I would not restructure our transportation governance structure. We have added municipal members such as the Cities of Coral Gables and Doral to help address issues like cut through traffic. Conversely, at times municipal board members do not attend meeting, which creates obstacles in developing effective regional measures. The County and cities must work collaboratively to plan developments with a focus in transit integration.
The biggest mismanagement was the overpromise of the half penny. The promises of the half penny were never possible and the financials at the time reflect that. The public was promised an expansion, yet unions were the only beneficiaries of the half penny.
Another continual issue is allowing politics and geographic favoritism when proceeding with large transit projects. The Board continuously allows politics to fuel our mass transit conversations, and thus halting the mass transportation our County deserves. Commissioners may also halt projects because their district has not advanced similar major transit projects. I strongly believe the Board of County Commissioners must make regional decisions. I have always supported mass transit projects throughout the County even when District 13 did not directly benefit. I will continue this mindset as Mayor.
Over the last several years, the Board of County Commissioners have adopted several of my measures that I believe will be transformative in the long term. I created alternative funding mechanisms that can help support future development. I also created zoning measures to create the density needed to grow our public transit system. It is imperative County government is transparent with the residents of Miami Dade and speak with clarity on how we are going to pay for transit options in the future. We are seeing both in action in the South Corridor with the development of the BRT and more housing and commercial construction, which will lead to more ridership - the ultimate formula to upgrade to rail.
As noted above, I would continue advocating for first/last mile solutions to allow all residents, whether they own a vehicle or not, the ability to use our transit system. I will also put every effort to make sure areas in our County are not ignored when planning our transit system. However, we must be weary when discussing social programing tied to transportation, such as providing free transit. Our transit system needs expansion, and we have limited funds to do so. As Mayor, I will make sure every cent is efficiently and effectively spent.
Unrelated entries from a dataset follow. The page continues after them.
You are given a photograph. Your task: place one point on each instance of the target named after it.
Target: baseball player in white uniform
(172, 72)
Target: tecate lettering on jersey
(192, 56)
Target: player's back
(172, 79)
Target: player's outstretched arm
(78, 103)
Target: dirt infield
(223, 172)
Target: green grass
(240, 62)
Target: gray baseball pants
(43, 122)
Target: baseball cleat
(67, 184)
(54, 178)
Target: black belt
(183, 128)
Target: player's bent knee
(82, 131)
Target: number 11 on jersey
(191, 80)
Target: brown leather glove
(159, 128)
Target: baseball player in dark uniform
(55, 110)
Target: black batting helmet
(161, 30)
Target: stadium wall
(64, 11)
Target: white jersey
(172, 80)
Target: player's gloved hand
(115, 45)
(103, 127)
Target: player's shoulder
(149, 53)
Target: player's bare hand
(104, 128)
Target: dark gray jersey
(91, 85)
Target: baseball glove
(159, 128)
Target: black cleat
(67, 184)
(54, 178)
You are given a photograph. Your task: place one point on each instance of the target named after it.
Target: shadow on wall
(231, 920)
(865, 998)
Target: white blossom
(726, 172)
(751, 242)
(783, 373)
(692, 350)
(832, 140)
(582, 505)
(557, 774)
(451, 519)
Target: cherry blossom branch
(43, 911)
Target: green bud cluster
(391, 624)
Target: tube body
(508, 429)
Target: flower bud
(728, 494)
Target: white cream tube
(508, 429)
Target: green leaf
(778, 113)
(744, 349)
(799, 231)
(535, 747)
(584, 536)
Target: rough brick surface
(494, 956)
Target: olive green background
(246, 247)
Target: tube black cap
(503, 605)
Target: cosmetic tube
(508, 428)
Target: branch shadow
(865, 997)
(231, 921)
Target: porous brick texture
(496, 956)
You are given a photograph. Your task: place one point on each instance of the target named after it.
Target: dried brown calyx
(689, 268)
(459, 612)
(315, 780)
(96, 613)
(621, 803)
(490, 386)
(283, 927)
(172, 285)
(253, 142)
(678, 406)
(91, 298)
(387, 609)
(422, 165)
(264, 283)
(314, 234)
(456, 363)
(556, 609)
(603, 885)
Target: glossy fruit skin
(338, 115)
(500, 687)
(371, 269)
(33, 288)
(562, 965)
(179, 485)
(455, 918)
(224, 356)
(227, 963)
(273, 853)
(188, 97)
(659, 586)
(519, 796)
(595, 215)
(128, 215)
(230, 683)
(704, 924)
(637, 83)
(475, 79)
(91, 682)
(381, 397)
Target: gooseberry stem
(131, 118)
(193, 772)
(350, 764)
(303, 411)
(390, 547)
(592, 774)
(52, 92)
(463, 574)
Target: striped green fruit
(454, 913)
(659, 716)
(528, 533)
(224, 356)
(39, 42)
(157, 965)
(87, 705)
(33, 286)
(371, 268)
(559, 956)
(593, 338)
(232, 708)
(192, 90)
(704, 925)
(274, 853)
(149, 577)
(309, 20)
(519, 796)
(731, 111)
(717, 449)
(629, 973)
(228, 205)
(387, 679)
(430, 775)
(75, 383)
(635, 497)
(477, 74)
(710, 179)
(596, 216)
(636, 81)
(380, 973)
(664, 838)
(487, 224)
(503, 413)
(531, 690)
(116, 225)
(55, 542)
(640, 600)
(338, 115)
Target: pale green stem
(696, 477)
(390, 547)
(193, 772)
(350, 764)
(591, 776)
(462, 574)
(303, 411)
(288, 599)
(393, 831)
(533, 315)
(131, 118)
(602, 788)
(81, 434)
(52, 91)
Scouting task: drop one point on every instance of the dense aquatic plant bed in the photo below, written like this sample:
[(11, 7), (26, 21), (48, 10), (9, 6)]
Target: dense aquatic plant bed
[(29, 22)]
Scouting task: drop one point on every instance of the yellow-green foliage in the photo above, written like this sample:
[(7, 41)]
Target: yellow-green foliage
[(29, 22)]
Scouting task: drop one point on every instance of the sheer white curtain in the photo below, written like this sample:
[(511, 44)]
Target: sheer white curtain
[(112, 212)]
As County Commissioner, I have successfully reformed our land use policies to help maximize our transit options. For example, I led the charge in expanding the boundaries of the downtown Rapid Transit Zone, which promotes TOD standards, increases density, and creates more pedestrian friendly construction. I also successfully introduced legislation creating two new zoning districts within the TIID, which will provide more funding for our transit system without raising taxes. I strongly believe there is a unique intersection between land use and transit. As Mayor, I will continue seeking reform in this space to increase our ridership and provide more housing.
Coordination is imperative across all layers of governing, especially with service. Enhanced coordination will lead to efficiencies in service and cutting costs. I applaud the Better Bus Project for identifying synergies between municipal and County service. This practice should be part of the County’s operation. There is no need for the County to be funding a route that overlaps with a municipal route, which may be free to riders.